SeqEST is a utility that helps in preparing an Expressed Sequence Tag (EST) submission for the NCBI dbEST database. Full instructions for submitting to dbEST are found at the NCBI dbEST information page. In SeqEST, you supply the EST sequences in FASTA-format, and fill in a form for the information to be supplied with each sequence. SeqEST then prepares a file, which you may download and edit further before submitting to NCBI. The values supplied in the form are placed in fields in each sequence header. Some fields will have information that is the same for all sequences, which SeqEST will fill out. Other fields will have information that is different and specific for each sequence; SeqEST will create these fields, but you will need to edit the output file and add the specific information. You may choose which fields SeqEST outputs in each sequence header.
Note: The NCBI dbEST submission page allows submission of several file “TYPES.” The only “TYPE” of file output by SeqEST is EST.
- Field: a specific type of information to be supplied with an EST sequence; it consists of a tag and descriptive information
- Tag: a short, capitalized word that defines the type of field (e.g., STATUS and CITATION)
- Sequence header: all tags and their descriptions associated with an EST sequence. Following the header is the tag SEQUENCE and the EST sequence.
- Output file – downloadable file created by SeqEST program; you will want to edit this file further to include information specific to each sequence.
The EST sequences are input from a file on your computer. This must be a text file with the sequences in FASTA format: each sequence has a definition line starting with the “>” character, followed by one or more sequence lines.
The EST information form is seperated into two sections, the obligatory and the non-obligatory. The first section consists of information that must be filled in for an output file to be created.
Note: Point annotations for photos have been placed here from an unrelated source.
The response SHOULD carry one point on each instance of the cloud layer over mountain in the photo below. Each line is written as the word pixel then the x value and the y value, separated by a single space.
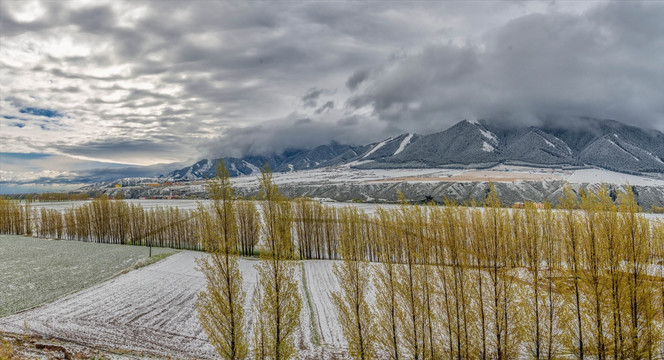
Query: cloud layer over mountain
pixel 142 83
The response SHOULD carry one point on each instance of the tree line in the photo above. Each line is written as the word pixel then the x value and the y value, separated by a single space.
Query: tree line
pixel 584 280
pixel 581 281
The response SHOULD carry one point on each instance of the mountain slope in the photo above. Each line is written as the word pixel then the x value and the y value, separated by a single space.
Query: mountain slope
pixel 607 144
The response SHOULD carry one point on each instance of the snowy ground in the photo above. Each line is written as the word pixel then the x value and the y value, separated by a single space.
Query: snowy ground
pixel 35 271
pixel 152 310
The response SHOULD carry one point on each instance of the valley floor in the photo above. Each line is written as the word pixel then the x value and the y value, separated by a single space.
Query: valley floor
pixel 151 311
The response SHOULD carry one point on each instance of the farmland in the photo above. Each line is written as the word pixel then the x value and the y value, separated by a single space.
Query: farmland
pixel 35 271
pixel 414 281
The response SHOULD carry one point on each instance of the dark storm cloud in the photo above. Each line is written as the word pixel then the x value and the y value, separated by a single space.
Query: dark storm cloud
pixel 290 132
pixel 325 107
pixel 310 98
pixel 185 80
pixel 600 64
pixel 356 79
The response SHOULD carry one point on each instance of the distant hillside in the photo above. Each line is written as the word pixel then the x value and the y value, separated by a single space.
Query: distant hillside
pixel 606 144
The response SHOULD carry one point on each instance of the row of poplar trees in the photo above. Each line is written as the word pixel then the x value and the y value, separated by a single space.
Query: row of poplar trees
pixel 104 221
pixel 492 283
pixel 277 300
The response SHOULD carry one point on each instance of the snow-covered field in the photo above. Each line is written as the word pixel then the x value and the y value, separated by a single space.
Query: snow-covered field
pixel 35 271
pixel 152 310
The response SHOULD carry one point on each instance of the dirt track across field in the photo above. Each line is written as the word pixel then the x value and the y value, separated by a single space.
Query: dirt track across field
pixel 152 311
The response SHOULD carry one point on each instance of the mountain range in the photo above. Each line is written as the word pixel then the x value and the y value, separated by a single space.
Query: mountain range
pixel 584 142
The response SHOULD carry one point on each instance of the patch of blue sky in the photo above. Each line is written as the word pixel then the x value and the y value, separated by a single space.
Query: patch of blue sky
pixel 41 112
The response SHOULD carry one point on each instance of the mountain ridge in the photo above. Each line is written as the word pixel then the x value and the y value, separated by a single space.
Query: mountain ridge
pixel 607 144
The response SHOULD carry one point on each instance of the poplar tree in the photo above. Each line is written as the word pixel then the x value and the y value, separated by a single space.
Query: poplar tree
pixel 354 312
pixel 388 310
pixel 572 238
pixel 220 305
pixel 280 301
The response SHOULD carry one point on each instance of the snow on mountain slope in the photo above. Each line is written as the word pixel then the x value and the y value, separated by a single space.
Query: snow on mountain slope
pixel 373 150
pixel 403 144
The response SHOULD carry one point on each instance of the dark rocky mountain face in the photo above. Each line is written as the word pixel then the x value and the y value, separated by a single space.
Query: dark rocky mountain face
pixel 606 144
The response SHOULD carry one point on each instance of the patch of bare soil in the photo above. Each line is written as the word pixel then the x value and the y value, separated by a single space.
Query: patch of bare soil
pixel 15 347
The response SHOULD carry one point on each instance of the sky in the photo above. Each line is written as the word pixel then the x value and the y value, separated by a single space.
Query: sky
pixel 90 89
The information in the second section (non-obligatory fields) will be printed in the output file only if the associated check box has been checked; if no information is entered in the text box for a field, the tag will be output so that you may edit the file on your computer to contain the information specific to that sequence.
Also note the following:
- Information in the form text fields is included in every sequence header in the output file.
- Information in the form text fields is not checked for errors, it is copied directly into the output file headers.
- The tag “EST#” is not in the form but the tag is printed in the output file. This is because the EST number is unique to every sequence and must be entered seperately.
Fields are presented in the following order in the form.
Information for PUBLIC field. There are two options:
- Enter an exact date of release. The first field is the day, second is the month and the third is the year. Use the pull-down menu to choose day, month and year.
- “Immediate” option. This indicates that the information is for immediate release. Choosing this option will leave the date blank.
This page contains a link to the dbEST submission file, which you may view or download using your browsers “save as” function. If the lines run together in the downloaded file, load the file into a word processing program (which will display it correctly) and save it as text.
If the input sequence file is not in valid FASTA format, the output file will not be created and a warning will be given.
If invalid information is entered in the form, the output file will be created but a warning will be shown with a message about the invalid information.